Rita picked us up this evening and we drove with her family to St Sebastian church. It is a very pretty little church, and we walked down a path lit with tiki torches to a large display with life-size characters, of Jesus praying in the garden of Gethsemane. There was a service going on in their small meeting hall, and when we went to look in on it Ciaran took a flying leap over the uneven stones, landing in an undignified belly flop at the bottom of the steps. As everyone gasped, he jumped up, shook himself off and said I’m ok, I’m ok. I checked for broken bones and other wounds, but there were none.

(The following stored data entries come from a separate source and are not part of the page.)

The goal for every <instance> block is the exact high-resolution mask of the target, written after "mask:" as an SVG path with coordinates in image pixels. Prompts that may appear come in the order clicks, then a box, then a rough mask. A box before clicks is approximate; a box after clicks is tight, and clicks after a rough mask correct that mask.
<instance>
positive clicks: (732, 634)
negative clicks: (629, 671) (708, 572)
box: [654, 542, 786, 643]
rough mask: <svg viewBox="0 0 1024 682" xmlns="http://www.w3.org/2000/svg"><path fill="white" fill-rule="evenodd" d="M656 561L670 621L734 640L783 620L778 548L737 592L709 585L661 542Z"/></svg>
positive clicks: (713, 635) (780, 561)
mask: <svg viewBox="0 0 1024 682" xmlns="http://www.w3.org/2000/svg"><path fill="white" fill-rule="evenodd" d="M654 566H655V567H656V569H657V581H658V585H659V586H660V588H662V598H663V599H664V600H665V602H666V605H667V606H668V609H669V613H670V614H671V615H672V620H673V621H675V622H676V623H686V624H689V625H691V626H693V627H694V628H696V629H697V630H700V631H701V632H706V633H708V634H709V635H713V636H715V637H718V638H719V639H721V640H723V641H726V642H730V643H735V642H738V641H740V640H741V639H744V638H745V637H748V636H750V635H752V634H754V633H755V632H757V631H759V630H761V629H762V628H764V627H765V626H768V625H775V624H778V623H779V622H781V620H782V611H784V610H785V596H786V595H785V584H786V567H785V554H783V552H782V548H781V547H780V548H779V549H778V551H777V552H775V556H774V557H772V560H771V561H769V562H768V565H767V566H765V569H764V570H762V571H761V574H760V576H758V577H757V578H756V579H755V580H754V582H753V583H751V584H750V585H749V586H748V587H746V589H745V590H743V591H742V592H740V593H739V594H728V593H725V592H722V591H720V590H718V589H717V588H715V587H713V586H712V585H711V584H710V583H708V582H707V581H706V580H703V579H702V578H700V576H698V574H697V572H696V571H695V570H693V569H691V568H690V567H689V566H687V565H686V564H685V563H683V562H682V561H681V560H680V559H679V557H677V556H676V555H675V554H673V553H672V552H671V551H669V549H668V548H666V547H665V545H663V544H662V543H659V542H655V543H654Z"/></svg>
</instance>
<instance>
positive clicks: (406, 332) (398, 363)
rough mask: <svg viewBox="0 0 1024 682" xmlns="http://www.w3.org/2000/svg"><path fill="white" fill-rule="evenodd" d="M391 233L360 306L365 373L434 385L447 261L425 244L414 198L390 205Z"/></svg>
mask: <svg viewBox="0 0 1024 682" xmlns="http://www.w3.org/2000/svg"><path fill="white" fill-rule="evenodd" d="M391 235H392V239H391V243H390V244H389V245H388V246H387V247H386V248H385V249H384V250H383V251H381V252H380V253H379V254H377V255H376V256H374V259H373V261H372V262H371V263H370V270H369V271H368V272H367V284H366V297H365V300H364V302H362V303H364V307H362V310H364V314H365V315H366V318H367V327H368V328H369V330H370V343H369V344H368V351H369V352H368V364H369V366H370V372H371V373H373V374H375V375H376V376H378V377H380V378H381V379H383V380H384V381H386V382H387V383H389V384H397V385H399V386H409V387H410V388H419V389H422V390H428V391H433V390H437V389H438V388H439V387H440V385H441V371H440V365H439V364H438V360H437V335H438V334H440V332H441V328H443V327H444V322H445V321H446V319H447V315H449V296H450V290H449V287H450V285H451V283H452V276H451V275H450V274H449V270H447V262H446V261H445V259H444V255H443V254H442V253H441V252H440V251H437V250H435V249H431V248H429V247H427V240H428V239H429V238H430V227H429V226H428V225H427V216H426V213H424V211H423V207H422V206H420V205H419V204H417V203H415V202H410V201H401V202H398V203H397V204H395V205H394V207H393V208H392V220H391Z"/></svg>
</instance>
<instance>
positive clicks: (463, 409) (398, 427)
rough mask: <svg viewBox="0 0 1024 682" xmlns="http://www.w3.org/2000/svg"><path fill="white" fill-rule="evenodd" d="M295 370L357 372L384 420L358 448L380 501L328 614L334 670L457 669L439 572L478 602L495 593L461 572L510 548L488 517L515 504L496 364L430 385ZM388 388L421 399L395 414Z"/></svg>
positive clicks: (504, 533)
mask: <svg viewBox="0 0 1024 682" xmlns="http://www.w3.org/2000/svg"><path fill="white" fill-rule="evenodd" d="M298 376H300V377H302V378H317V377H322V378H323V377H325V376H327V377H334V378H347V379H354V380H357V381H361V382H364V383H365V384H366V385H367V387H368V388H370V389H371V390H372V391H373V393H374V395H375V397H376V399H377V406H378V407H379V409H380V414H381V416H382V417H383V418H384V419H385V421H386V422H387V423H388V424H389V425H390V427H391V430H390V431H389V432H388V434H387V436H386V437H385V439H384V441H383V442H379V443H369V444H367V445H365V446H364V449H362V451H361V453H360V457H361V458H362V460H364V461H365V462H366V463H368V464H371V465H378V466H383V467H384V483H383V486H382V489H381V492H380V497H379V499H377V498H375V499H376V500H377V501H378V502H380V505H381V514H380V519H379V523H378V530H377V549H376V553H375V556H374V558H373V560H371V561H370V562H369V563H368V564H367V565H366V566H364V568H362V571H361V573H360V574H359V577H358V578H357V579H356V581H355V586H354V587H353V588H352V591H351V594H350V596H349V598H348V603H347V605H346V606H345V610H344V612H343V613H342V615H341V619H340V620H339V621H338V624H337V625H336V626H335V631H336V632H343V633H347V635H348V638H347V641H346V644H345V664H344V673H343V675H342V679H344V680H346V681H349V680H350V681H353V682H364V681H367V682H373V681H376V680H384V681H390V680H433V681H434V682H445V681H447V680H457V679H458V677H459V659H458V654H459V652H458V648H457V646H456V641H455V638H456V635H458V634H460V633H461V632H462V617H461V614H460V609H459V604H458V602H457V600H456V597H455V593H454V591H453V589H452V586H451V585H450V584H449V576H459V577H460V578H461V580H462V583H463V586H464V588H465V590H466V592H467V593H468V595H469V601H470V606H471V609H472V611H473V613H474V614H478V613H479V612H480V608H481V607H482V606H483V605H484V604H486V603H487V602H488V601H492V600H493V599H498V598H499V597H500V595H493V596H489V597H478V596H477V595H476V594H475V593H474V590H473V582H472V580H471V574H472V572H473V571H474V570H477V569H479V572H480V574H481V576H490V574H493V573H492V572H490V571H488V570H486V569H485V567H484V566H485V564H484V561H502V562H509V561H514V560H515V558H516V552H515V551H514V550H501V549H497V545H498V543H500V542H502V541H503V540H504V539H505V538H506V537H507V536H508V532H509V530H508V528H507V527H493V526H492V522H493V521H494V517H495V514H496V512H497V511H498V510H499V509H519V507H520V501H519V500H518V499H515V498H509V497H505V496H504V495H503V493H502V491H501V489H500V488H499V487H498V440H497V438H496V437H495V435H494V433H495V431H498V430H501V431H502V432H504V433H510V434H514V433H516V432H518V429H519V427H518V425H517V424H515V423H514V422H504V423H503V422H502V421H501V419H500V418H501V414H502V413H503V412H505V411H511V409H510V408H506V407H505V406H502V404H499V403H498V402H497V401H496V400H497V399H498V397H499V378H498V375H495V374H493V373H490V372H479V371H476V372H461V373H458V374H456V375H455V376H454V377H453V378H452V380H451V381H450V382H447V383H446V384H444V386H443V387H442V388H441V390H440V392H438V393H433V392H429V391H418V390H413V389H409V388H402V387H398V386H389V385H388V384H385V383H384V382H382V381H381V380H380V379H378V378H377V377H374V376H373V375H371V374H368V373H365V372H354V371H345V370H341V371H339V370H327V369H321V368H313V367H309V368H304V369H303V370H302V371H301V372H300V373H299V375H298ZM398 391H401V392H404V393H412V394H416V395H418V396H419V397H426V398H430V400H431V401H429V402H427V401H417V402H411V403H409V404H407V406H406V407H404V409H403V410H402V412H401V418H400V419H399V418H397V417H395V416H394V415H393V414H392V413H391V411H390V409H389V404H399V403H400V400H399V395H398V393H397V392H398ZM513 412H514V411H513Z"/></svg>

We drove to the Iglesia de la Merced, where they had another beautiful display of Jesus on his last few days before his crucifixion. Then we walked through the crowded streets to the Iglesia de San Francisco, and then back to the Catedral. There was a play of the last supper which told the story right through to Pontius Pilate. It was supposed to start at 8:30, but when it still showed no signs of beginning at 8:50, we decided we had better call it a day since the next morning would come very early and the boys and I were very tired from our trek up the hill.
Comments
I laughed...We had been smart..I had put my wallet in Iain's bathing suit pocket, so we still had our 100$ (in pesos) albeit wet!!
Then we went and found the police and asked for help...standing barefoot on the street in my bathing suit..I'm not THAT confident about my body!!
We then had the best spanish test/lesson yet...3 hours in the police station translating our statement into spanish..first verbal then written...and NOT ALLOWED ANY MISTAKES! (cuban police law....no crossing anything out on the paper!)
So we then took a taxi back to the hotel..
the local bus (cubans only usually) was 4 cents each to go the hour drive to the beach...
the taxi back was $20 value in pesos..
There are 2 currencies...one for tourists, one for cubans..they get paid in poor pesos (1/24th of a CUC tourist peso) and they have to buy things in CUC pesos..24 times the value!! So the government keeps the people poor..
Except for those who drive taxis for the tourists.... :-)Keep writing girl!! ITs great!!